Tell him to try to talk to the girls with brightly colored hair. Make sure he's seen some
2. Adventure Time
Tumblr girls are easy. If he can strike up a conversation on a shitty band, or one of their shows, he can get them to "hang out" to listen to music and watch bullshit.
One month of playing your cards right and he'll be laid.
>One of my teachers was hitting on me when I was 14
My teachers were all ugly til 9th grade, then I got this fine as fuck blonde biology teacher, .... WHO WAS MARRYING A NIGGER.
F M L
>yet tries to be kind to everyone.
This isn't true. I assume you grew up being accepted.

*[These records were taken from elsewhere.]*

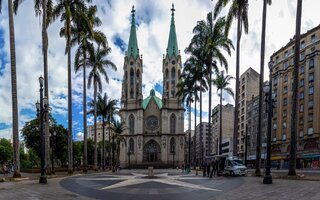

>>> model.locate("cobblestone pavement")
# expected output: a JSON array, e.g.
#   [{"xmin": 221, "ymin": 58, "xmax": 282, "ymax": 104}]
[{"xmin": 0, "ymin": 169, "xmax": 320, "ymax": 200}]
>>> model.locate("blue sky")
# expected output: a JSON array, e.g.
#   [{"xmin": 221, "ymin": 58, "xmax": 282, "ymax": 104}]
[{"xmin": 1, "ymin": 0, "xmax": 320, "ymax": 141}]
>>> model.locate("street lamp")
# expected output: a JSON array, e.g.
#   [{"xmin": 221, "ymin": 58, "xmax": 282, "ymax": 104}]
[
  {"xmin": 263, "ymin": 61, "xmax": 275, "ymax": 184},
  {"xmin": 37, "ymin": 75, "xmax": 48, "ymax": 184},
  {"xmin": 172, "ymin": 143, "xmax": 175, "ymax": 169}
]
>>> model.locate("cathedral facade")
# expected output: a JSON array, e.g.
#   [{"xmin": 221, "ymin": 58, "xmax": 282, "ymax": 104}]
[{"xmin": 119, "ymin": 5, "xmax": 185, "ymax": 168}]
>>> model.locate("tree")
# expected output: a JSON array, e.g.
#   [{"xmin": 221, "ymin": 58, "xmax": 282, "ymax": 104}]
[
  {"xmin": 256, "ymin": 0, "xmax": 272, "ymax": 176},
  {"xmin": 187, "ymin": 13, "xmax": 233, "ymax": 156},
  {"xmin": 53, "ymin": 0, "xmax": 92, "ymax": 174},
  {"xmin": 96, "ymin": 93, "xmax": 118, "ymax": 170},
  {"xmin": 87, "ymin": 45, "xmax": 117, "ymax": 170},
  {"xmin": 110, "ymin": 120, "xmax": 126, "ymax": 171},
  {"xmin": 73, "ymin": 5, "xmax": 107, "ymax": 173},
  {"xmin": 0, "ymin": 138, "xmax": 13, "ymax": 167},
  {"xmin": 289, "ymin": 0, "xmax": 302, "ymax": 176},
  {"xmin": 212, "ymin": 71, "xmax": 234, "ymax": 155},
  {"xmin": 14, "ymin": 0, "xmax": 53, "ymax": 174},
  {"xmin": 0, "ymin": 0, "xmax": 21, "ymax": 178},
  {"xmin": 214, "ymin": 0, "xmax": 249, "ymax": 158}
]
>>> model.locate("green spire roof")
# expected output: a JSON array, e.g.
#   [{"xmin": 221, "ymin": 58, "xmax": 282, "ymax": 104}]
[
  {"xmin": 127, "ymin": 6, "xmax": 139, "ymax": 58},
  {"xmin": 143, "ymin": 89, "xmax": 163, "ymax": 110},
  {"xmin": 166, "ymin": 4, "xmax": 179, "ymax": 58}
]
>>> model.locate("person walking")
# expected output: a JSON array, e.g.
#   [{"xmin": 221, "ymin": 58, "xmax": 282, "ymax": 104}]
[
  {"xmin": 206, "ymin": 160, "xmax": 210, "ymax": 177},
  {"xmin": 202, "ymin": 161, "xmax": 207, "ymax": 176}
]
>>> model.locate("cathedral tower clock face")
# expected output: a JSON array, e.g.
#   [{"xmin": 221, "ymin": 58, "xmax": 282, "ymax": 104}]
[{"xmin": 146, "ymin": 115, "xmax": 159, "ymax": 130}]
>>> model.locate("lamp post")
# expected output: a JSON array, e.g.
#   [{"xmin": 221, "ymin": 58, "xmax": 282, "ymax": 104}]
[
  {"xmin": 263, "ymin": 61, "xmax": 274, "ymax": 184},
  {"xmin": 128, "ymin": 150, "xmax": 131, "ymax": 169},
  {"xmin": 172, "ymin": 143, "xmax": 175, "ymax": 169},
  {"xmin": 36, "ymin": 76, "xmax": 48, "ymax": 184},
  {"xmin": 51, "ymin": 131, "xmax": 56, "ymax": 174}
]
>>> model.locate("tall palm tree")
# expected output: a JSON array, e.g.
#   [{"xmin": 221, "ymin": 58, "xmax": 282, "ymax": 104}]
[
  {"xmin": 1, "ymin": 0, "xmax": 21, "ymax": 178},
  {"xmin": 214, "ymin": 0, "xmax": 249, "ymax": 158},
  {"xmin": 289, "ymin": 0, "xmax": 302, "ymax": 176},
  {"xmin": 177, "ymin": 69, "xmax": 196, "ymax": 169},
  {"xmin": 96, "ymin": 93, "xmax": 118, "ymax": 171},
  {"xmin": 187, "ymin": 13, "xmax": 233, "ymax": 156},
  {"xmin": 14, "ymin": 0, "xmax": 54, "ymax": 174},
  {"xmin": 110, "ymin": 120, "xmax": 126, "ymax": 170},
  {"xmin": 212, "ymin": 71, "xmax": 234, "ymax": 155},
  {"xmin": 73, "ymin": 5, "xmax": 107, "ymax": 173},
  {"xmin": 53, "ymin": 0, "xmax": 91, "ymax": 174},
  {"xmin": 87, "ymin": 45, "xmax": 117, "ymax": 170},
  {"xmin": 256, "ymin": 0, "xmax": 272, "ymax": 176}
]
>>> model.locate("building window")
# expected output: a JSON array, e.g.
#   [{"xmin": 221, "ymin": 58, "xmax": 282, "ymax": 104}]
[
  {"xmin": 283, "ymin": 98, "xmax": 287, "ymax": 105},
  {"xmin": 299, "ymin": 79, "xmax": 304, "ymax": 87},
  {"xmin": 282, "ymin": 134, "xmax": 286, "ymax": 141},
  {"xmin": 170, "ymin": 114, "xmax": 176, "ymax": 134},
  {"xmin": 130, "ymin": 68, "xmax": 134, "ymax": 98},
  {"xmin": 307, "ymin": 127, "xmax": 313, "ymax": 135},
  {"xmin": 129, "ymin": 138, "xmax": 134, "ymax": 153},
  {"xmin": 308, "ymin": 100, "xmax": 313, "ymax": 109},
  {"xmin": 283, "ymin": 86, "xmax": 288, "ymax": 94},
  {"xmin": 300, "ymin": 66, "xmax": 305, "ymax": 74},
  {"xmin": 284, "ymin": 75, "xmax": 288, "ymax": 82},
  {"xmin": 299, "ymin": 92, "xmax": 304, "ymax": 100},
  {"xmin": 308, "ymin": 113, "xmax": 313, "ymax": 122},
  {"xmin": 170, "ymin": 137, "xmax": 176, "ymax": 153},
  {"xmin": 311, "ymin": 34, "xmax": 315, "ymax": 43},
  {"xmin": 283, "ymin": 110, "xmax": 287, "ymax": 117},
  {"xmin": 309, "ymin": 58, "xmax": 314, "ymax": 69},
  {"xmin": 309, "ymin": 73, "xmax": 314, "ymax": 82},
  {"xmin": 299, "ymin": 117, "xmax": 303, "ymax": 125},
  {"xmin": 300, "ymin": 52, "xmax": 305, "ymax": 61},
  {"xmin": 301, "ymin": 40, "xmax": 305, "ymax": 49},
  {"xmin": 129, "ymin": 114, "xmax": 135, "ymax": 134},
  {"xmin": 299, "ymin": 104, "xmax": 304, "ymax": 112},
  {"xmin": 284, "ymin": 62, "xmax": 288, "ymax": 70},
  {"xmin": 309, "ymin": 86, "xmax": 314, "ymax": 95},
  {"xmin": 299, "ymin": 130, "xmax": 303, "ymax": 138},
  {"xmin": 284, "ymin": 50, "xmax": 288, "ymax": 57},
  {"xmin": 283, "ymin": 122, "xmax": 287, "ymax": 129}
]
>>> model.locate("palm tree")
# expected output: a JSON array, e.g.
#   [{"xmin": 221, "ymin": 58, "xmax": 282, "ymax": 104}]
[
  {"xmin": 1, "ymin": 0, "xmax": 21, "ymax": 178},
  {"xmin": 177, "ymin": 69, "xmax": 196, "ymax": 169},
  {"xmin": 110, "ymin": 120, "xmax": 126, "ymax": 170},
  {"xmin": 214, "ymin": 0, "xmax": 249, "ymax": 158},
  {"xmin": 186, "ymin": 13, "xmax": 233, "ymax": 156},
  {"xmin": 73, "ymin": 5, "xmax": 107, "ymax": 173},
  {"xmin": 53, "ymin": 0, "xmax": 91, "ymax": 174},
  {"xmin": 87, "ymin": 45, "xmax": 117, "ymax": 170},
  {"xmin": 96, "ymin": 93, "xmax": 118, "ymax": 170},
  {"xmin": 14, "ymin": 0, "xmax": 54, "ymax": 174},
  {"xmin": 212, "ymin": 71, "xmax": 234, "ymax": 155},
  {"xmin": 256, "ymin": 0, "xmax": 272, "ymax": 176},
  {"xmin": 289, "ymin": 0, "xmax": 302, "ymax": 176}
]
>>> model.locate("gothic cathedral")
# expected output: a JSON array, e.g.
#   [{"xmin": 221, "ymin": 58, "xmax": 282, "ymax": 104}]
[{"xmin": 119, "ymin": 5, "xmax": 185, "ymax": 168}]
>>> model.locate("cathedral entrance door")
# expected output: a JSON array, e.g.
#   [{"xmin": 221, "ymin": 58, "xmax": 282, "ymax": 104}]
[{"xmin": 143, "ymin": 140, "xmax": 161, "ymax": 162}]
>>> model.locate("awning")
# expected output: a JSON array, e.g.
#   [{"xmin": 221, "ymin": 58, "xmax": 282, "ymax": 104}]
[
  {"xmin": 271, "ymin": 156, "xmax": 285, "ymax": 160},
  {"xmin": 301, "ymin": 154, "xmax": 320, "ymax": 159}
]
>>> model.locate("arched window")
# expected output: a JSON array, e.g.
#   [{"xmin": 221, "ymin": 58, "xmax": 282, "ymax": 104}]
[
  {"xmin": 129, "ymin": 138, "xmax": 134, "ymax": 153},
  {"xmin": 171, "ymin": 68, "xmax": 176, "ymax": 97},
  {"xmin": 136, "ymin": 70, "xmax": 140, "ymax": 96},
  {"xmin": 129, "ymin": 114, "xmax": 135, "ymax": 134},
  {"xmin": 170, "ymin": 114, "xmax": 176, "ymax": 134},
  {"xmin": 130, "ymin": 68, "xmax": 134, "ymax": 98},
  {"xmin": 170, "ymin": 137, "xmax": 176, "ymax": 153}
]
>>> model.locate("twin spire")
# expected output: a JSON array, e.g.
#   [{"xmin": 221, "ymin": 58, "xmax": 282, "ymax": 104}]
[{"xmin": 127, "ymin": 4, "xmax": 179, "ymax": 59}]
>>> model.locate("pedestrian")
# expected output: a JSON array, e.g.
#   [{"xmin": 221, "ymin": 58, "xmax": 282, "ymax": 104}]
[
  {"xmin": 209, "ymin": 159, "xmax": 216, "ymax": 178},
  {"xmin": 203, "ymin": 161, "xmax": 207, "ymax": 176},
  {"xmin": 213, "ymin": 159, "xmax": 217, "ymax": 177},
  {"xmin": 206, "ymin": 160, "xmax": 210, "ymax": 177}
]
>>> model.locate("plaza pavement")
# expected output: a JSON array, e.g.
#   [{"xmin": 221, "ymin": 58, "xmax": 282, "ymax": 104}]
[{"xmin": 0, "ymin": 169, "xmax": 320, "ymax": 200}]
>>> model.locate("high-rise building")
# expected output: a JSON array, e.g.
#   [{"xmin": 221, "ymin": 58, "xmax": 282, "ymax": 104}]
[
  {"xmin": 269, "ymin": 25, "xmax": 320, "ymax": 169},
  {"xmin": 118, "ymin": 5, "xmax": 185, "ymax": 168},
  {"xmin": 212, "ymin": 104, "xmax": 235, "ymax": 156},
  {"xmin": 237, "ymin": 68, "xmax": 260, "ymax": 158},
  {"xmin": 246, "ymin": 93, "xmax": 268, "ymax": 164},
  {"xmin": 87, "ymin": 121, "xmax": 113, "ymax": 143},
  {"xmin": 194, "ymin": 122, "xmax": 209, "ymax": 165}
]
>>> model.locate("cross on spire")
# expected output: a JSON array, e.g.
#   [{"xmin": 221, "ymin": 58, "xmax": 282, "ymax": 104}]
[
  {"xmin": 131, "ymin": 5, "xmax": 135, "ymax": 18},
  {"xmin": 171, "ymin": 4, "xmax": 175, "ymax": 16}
]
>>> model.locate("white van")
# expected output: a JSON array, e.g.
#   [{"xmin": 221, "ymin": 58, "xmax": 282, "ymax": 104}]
[{"xmin": 223, "ymin": 157, "xmax": 247, "ymax": 176}]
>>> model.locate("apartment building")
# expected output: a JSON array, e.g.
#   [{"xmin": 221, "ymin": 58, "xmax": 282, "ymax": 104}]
[
  {"xmin": 87, "ymin": 121, "xmax": 113, "ymax": 143},
  {"xmin": 270, "ymin": 25, "xmax": 320, "ymax": 169},
  {"xmin": 212, "ymin": 104, "xmax": 235, "ymax": 156},
  {"xmin": 246, "ymin": 93, "xmax": 268, "ymax": 163},
  {"xmin": 193, "ymin": 122, "xmax": 210, "ymax": 165},
  {"xmin": 237, "ymin": 68, "xmax": 260, "ymax": 159}
]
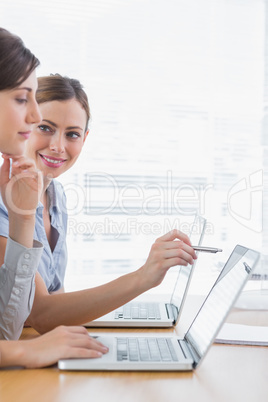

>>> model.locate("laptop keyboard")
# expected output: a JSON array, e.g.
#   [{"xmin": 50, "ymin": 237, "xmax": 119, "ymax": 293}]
[
  {"xmin": 116, "ymin": 337, "xmax": 178, "ymax": 362},
  {"xmin": 114, "ymin": 302, "xmax": 161, "ymax": 320}
]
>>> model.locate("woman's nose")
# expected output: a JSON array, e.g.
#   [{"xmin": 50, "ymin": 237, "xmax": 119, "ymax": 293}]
[
  {"xmin": 27, "ymin": 100, "xmax": 42, "ymax": 125},
  {"xmin": 49, "ymin": 137, "xmax": 65, "ymax": 153}
]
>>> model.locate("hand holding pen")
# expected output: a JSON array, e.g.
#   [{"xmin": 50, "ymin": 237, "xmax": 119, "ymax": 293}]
[{"xmin": 192, "ymin": 246, "xmax": 223, "ymax": 253}]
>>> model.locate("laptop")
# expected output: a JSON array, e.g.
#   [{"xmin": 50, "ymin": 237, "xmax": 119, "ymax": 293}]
[
  {"xmin": 85, "ymin": 215, "xmax": 206, "ymax": 328},
  {"xmin": 59, "ymin": 244, "xmax": 260, "ymax": 372}
]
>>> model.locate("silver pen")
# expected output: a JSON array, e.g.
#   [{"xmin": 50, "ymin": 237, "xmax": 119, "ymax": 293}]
[{"xmin": 193, "ymin": 246, "xmax": 223, "ymax": 253}]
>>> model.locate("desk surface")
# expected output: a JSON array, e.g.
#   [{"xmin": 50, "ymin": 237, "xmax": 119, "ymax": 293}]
[{"xmin": 0, "ymin": 295, "xmax": 267, "ymax": 402}]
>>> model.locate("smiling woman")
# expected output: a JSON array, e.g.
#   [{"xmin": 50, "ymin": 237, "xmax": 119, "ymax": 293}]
[
  {"xmin": 26, "ymin": 75, "xmax": 89, "ymax": 177},
  {"xmin": 26, "ymin": 99, "xmax": 88, "ymax": 174},
  {"xmin": 0, "ymin": 73, "xmax": 197, "ymax": 334}
]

time for the story of my first gf
>end of freshman year in high school
>get a last minute crush on some girl with ass
>known each other for a long time but never got too touchy
>both into nerd shit
>hook up a date at the movies
>she wanted to see the fucking Michael Bay star trek movie of all things
>rant uncontrollably throughout half the movie
>get kicked out
>she tried to shut me up so she got kicked out too
>she cried a lot because she never got in trouble like that before
>tried to cheer her up with music in my car
>she just wanted to go home
>drive her back
>broke up with me over text
>never even read it
>the relationship officially lasted only 12 hours
didn't care for her as a girlfriend past when shool let out, but she was cool as a friend
too bad she hated me a lot for it and tried to mess up my ride for revenge lol
I don't think I grew up being accepted, but I was never outrageously bullied either. I wrote a pretty big wall of text recounting my youth, but I realize it's probably extremely trivial compared to what you experienced.
>kiss behind the school
as if anyone ever does shit like this outside of movies. youre over-romanticizing it
on that note
>no fond memories of her
almost every relationship I had in high school was a spergfest of awkward hormones. you didnt miss much
I did, it was awesome while it lasted, but that breakup though... Even seeing her made me feel like a new level of shit, she was in half of my classes. I couldn't take it so I just stopped going to school, my absences made the school kick me out even though my grades were fine. I had only 6 weeks until grade 12 was over.
Know that a woman in her 20's has already seen and fucked every cock there is to be had. Know that you're just the next guy in line. There is nothing as special and emotionally vibrant as teenage love. Simply because it's not spoiled by the inevitable impact of modern lifestyles. A woman of marrying age won't think you special. She's had a hundred "special" guys before you.